- Name: Oracle Adaptive Access Manager
- Formerly called: Bharosa
- Founders: Thomas Varghese Don Bosco Durai Jon Fisher, Bharosa CEO
- Company: Oracle Corporation
- Software: Oracle Identity Management
- Website: www.oracle.com/technetwork/middleware/id-mgmt/index-096126.html

= Oracle Adaptive Access Manager =

Oracle software

The Oracle Adaptive Access Manager (OAAM) is part of the Oracle Identity Management product suite that provides access control services to web and other online applications. Oracle Adaptive Access Manager was developed by the company Bharosa, which was founded by Thomas Varghese, Don Bosco Durai and CEO Jon Fisher. The software was included in Oracle's acquisition of Bharosa.

== History ==

Oracle acquired Bharosa, which means 'trust' in the Hindi language, to extend its web-based access management solutions. In 2003, Bharosa was founded by Thomas Varghese, a research scientist and serial entrepreneur.

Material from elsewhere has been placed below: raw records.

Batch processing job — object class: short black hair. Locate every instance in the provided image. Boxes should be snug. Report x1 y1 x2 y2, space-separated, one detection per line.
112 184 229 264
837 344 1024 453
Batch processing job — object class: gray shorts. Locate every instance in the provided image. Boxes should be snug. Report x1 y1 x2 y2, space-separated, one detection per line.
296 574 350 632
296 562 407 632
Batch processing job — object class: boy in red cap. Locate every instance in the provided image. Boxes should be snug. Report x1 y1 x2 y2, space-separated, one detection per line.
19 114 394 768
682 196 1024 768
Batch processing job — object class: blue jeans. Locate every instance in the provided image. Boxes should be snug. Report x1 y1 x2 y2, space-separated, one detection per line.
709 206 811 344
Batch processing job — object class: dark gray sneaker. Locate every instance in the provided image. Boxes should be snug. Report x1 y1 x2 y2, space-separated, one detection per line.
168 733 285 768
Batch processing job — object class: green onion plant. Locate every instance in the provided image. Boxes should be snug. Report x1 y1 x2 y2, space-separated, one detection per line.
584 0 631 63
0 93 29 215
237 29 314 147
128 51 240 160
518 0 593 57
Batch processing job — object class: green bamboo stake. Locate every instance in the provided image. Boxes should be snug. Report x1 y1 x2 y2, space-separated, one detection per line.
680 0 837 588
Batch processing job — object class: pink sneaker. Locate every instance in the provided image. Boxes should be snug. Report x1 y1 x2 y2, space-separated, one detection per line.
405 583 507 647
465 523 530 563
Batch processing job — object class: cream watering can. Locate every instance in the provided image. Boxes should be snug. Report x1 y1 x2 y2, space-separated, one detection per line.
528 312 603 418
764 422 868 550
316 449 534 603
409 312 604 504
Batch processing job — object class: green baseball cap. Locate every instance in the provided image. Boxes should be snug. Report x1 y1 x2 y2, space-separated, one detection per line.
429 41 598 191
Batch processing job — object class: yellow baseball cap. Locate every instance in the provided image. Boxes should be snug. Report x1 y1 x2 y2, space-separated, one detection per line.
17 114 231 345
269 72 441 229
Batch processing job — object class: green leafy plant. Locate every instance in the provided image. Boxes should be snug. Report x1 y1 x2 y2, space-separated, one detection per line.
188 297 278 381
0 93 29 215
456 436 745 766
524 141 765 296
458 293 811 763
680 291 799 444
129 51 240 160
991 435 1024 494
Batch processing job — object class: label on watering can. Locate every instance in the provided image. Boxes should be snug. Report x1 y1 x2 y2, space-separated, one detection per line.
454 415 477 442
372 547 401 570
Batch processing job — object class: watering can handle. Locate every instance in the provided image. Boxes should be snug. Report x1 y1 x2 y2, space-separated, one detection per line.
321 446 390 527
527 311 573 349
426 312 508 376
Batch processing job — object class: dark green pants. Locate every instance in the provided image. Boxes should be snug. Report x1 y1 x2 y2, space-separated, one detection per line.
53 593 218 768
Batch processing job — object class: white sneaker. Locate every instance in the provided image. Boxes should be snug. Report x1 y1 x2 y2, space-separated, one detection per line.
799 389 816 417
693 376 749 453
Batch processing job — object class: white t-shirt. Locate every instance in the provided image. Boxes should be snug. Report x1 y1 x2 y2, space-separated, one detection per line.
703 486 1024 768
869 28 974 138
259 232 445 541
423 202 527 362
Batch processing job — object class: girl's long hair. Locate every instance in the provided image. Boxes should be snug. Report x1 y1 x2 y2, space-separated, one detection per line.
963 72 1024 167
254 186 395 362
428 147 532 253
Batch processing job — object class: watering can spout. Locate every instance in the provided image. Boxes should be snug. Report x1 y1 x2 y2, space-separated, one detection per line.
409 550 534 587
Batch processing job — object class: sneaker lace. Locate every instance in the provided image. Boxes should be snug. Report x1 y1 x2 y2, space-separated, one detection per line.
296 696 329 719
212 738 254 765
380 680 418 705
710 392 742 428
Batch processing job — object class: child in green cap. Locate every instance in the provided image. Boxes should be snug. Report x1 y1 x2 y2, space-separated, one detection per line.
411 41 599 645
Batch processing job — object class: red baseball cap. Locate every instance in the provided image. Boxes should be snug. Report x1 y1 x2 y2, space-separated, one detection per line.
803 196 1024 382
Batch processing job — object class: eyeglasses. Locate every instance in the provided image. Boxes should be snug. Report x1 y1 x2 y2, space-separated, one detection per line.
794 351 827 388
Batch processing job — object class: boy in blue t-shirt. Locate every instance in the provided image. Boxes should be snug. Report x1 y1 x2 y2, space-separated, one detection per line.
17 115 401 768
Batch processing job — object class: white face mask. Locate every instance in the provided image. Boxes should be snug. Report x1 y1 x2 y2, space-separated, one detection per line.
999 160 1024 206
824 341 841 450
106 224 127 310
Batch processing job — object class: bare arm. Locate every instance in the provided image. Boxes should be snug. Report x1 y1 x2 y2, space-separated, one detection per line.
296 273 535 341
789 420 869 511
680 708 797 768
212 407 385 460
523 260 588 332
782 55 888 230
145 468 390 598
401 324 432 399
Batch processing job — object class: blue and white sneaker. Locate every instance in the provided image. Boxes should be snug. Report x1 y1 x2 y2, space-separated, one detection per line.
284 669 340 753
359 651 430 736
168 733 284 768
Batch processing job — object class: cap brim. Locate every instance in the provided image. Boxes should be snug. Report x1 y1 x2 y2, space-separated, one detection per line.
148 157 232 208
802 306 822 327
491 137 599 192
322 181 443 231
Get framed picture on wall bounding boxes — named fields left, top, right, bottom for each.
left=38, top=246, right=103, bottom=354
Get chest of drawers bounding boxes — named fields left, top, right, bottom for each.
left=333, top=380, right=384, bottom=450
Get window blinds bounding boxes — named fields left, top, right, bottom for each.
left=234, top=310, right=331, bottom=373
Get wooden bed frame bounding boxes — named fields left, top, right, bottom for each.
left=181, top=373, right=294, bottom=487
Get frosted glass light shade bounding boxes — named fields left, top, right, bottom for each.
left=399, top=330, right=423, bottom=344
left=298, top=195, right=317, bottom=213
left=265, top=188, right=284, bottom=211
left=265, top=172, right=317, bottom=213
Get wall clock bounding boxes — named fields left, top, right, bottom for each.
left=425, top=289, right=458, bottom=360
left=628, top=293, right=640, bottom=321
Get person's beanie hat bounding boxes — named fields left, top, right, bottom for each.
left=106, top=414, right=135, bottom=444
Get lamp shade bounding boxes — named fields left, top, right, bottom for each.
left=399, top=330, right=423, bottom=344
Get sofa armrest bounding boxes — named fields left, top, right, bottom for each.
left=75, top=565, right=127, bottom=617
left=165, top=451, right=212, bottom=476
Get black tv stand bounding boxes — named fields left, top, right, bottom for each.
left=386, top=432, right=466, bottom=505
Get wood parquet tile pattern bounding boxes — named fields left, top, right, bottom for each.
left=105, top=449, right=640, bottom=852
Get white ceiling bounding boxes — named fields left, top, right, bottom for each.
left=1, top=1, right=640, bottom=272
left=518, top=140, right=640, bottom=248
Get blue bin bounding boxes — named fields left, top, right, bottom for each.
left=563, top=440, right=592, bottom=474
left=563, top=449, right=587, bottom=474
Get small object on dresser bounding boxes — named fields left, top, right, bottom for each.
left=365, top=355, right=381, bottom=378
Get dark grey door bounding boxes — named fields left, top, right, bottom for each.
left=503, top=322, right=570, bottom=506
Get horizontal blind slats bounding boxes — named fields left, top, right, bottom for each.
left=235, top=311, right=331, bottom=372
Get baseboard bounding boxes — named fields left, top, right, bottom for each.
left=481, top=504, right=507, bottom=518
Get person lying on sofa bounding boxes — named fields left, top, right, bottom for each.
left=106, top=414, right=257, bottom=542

Later, Don Bosco Durai and Jon Fisher came on board as co-founders.

== Design philosophy ==

The premise was simple in that the existing authentication technologies were unsatisfactory and easy to compromise. No authentication technology can really provide its full and intended security benefits unless the computer and computer network are re-designed from the grounds up.

Oracle Adaptive Access Manager has two components, the strong Authentication-agnostic security component and the application-agnostic Risk component. One simple example of the Strong Authentication component is that a User can choose a personalized keypad and use mouse clicks to enter password to prevent passwords being stolen with key loggers and being phished or pharmed. The Risk Component analyzes the authentication and transaction data for abnormalities and anomalies in real-time to prevent fraud and also in off-line mode to identify and detect internet fraud.